3.3. Total Electronic Densities of States (TDOS)

Figure 3 shows a series of total electronic densities of states (TDOS) of a 142-atom supercell with two different vacant lattice sites for one vacancy and one alloying element and a 141-atom supercell with three different vacant lattice sites for two vacancies and one alloying element as indicated before. Besides the supercell with different lattice sites and vacancies, the character of the metallic band is always preserved. The TDOS levels in the [−0.5, 0] eV below the Fermi level are slightly lowered, which implies a lowering of the metallic cohesive strength for these Zr atoms. It means the less the value of the Fermi level, the more stable the structure is. According to this rule, it can achieve the following results. In one case of supercells of pure Zr containing 142-Zr atoms with one vacancy for solute atoms such as alloying elements of Sn and Nb, solute elements of Sn and Nb in the second site (V2) are more easily trapped by two vacancies. In one case of alloying element Cr, solute atom Cr doped in the first site (V1) is more easily trapped by two vacancies. However, two sites for solute atom Fe in supercells of α-Zr containing 142-Zr atoms are more easily trapped by two vacancies due to the similar value of the Fermi levels. In another case of supercells of α-Zr containing 141-Zr atoms with three vacancies, alloying element of Sn in the third site (V3), solute atom Fe in the first site (V1), and solute atoms Cr and Nb in the second site (V2) are more easily trapped by three vacancies, respectively.

4. Conclusions

The trapping capability of small-vacancy clusters in the α-Zr doped with alloying elements considered here are investigated using first-principle calculations.

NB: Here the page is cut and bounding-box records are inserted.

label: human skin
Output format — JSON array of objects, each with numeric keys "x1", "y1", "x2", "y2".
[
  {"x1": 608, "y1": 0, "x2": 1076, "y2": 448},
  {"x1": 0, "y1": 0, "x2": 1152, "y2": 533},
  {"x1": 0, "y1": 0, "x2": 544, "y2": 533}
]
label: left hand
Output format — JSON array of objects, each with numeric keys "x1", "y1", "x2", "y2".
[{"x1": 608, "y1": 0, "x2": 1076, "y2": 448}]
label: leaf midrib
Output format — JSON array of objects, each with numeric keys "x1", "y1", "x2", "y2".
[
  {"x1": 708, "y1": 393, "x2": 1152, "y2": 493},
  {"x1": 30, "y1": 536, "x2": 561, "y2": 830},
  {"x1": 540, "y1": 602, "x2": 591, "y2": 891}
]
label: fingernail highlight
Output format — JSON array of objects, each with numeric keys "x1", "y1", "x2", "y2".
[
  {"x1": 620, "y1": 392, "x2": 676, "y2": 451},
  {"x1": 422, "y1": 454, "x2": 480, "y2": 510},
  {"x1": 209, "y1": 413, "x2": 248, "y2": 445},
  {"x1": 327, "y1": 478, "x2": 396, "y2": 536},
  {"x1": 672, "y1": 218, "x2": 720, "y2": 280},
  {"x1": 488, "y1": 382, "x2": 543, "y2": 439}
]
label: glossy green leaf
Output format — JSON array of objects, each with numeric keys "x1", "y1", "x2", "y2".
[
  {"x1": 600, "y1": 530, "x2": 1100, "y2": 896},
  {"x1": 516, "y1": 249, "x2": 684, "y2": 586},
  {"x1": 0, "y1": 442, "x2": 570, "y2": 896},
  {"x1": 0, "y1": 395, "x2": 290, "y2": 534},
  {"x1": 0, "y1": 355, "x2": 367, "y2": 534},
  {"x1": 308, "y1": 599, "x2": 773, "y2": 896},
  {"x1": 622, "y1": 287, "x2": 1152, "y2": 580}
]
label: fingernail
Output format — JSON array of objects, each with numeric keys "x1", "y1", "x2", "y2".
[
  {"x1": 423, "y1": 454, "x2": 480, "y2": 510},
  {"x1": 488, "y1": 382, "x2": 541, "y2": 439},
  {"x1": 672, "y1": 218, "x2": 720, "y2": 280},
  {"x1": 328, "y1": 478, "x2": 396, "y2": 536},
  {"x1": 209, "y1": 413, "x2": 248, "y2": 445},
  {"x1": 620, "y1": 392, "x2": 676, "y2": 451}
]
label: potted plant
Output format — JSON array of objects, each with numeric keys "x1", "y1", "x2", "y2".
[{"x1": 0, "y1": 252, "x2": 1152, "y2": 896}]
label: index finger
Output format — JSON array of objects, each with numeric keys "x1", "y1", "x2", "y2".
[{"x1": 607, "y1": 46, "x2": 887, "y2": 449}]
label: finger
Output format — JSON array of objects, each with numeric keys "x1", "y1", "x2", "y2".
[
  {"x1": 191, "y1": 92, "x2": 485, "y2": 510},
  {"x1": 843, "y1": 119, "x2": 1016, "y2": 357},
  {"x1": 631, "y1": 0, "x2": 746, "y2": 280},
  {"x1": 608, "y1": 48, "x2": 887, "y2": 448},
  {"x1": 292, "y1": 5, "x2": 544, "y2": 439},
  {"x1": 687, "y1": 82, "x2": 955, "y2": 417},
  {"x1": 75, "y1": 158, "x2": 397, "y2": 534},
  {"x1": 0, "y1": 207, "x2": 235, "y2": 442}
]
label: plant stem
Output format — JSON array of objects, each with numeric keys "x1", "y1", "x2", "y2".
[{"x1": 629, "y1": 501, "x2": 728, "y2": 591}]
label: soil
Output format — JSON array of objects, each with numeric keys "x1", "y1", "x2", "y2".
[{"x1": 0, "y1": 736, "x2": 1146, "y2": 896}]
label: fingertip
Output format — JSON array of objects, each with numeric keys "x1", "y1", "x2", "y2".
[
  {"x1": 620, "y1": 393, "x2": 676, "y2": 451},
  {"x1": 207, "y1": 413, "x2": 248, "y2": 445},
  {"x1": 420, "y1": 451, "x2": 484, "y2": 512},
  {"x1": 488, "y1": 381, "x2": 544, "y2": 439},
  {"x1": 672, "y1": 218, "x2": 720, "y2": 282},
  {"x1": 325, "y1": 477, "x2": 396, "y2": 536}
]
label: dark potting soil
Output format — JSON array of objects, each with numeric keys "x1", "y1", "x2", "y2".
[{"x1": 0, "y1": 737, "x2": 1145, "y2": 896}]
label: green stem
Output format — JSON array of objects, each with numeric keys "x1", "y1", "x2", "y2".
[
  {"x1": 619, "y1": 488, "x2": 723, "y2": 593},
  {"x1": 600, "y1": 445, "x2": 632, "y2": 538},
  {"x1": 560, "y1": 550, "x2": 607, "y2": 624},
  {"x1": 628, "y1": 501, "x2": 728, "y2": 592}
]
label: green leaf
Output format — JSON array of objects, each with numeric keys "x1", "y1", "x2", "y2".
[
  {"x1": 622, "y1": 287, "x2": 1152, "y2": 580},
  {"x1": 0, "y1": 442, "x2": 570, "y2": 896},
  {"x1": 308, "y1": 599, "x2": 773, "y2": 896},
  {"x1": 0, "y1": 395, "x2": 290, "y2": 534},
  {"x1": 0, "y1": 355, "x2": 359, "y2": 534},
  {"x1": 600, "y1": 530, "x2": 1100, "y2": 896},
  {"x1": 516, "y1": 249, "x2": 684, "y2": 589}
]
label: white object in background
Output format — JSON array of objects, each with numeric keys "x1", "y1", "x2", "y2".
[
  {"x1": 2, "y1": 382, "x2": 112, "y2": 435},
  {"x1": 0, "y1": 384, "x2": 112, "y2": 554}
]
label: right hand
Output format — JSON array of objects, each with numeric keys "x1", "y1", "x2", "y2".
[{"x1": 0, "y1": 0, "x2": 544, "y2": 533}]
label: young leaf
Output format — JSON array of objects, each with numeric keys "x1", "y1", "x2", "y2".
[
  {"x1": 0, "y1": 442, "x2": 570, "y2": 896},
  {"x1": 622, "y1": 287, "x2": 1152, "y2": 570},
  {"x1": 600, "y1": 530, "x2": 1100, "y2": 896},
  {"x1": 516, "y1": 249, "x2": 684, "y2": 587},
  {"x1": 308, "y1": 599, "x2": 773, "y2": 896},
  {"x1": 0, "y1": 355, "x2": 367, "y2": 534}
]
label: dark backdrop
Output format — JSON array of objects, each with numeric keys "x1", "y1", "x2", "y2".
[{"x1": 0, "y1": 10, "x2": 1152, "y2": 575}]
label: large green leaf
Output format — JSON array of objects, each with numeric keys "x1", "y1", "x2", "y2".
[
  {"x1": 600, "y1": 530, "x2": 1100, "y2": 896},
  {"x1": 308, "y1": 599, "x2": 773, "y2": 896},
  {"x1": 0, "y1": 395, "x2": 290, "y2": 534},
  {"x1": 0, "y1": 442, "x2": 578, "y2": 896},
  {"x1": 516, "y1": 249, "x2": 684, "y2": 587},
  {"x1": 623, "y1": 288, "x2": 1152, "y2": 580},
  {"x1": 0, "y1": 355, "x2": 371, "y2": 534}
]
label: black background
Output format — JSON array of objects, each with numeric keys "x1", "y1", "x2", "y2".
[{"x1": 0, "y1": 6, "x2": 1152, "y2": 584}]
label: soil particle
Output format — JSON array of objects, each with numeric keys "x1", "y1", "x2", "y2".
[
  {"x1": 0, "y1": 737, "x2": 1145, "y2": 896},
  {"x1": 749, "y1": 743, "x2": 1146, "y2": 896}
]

Based on the atomic structures, charge density distribution, and total electronic densities of states (TDOS) of supercells of pure α-Zr containing bi-vacancies and tri-vacancies doped with one alloying element considered here, it is found that alloying elements of Sn and Nb in the second site and Cr in the first site are more easily trapped by two vacancies in the supercells of α-Zr containing 142-Zr atoms, respectively. However, two sites for Fe are more easily trapped by three vacancies in supercells of α-Zr containing 142-Zr atoms due to the similar value of the Fermi levels. The alloying element of Sn in the third site, Fe in the first site, and Cr and Nb in the second site are more easily trapped by three vacancies in the supercells of α-Zr containing 141-Zr atoms, respectively. Thus, based on the calculation results above, it may help to explore the kinetic evolution and formation mechanism of the microstructure of vacancy-alloying element complexes under irradiation and the associated macroscopic behavior.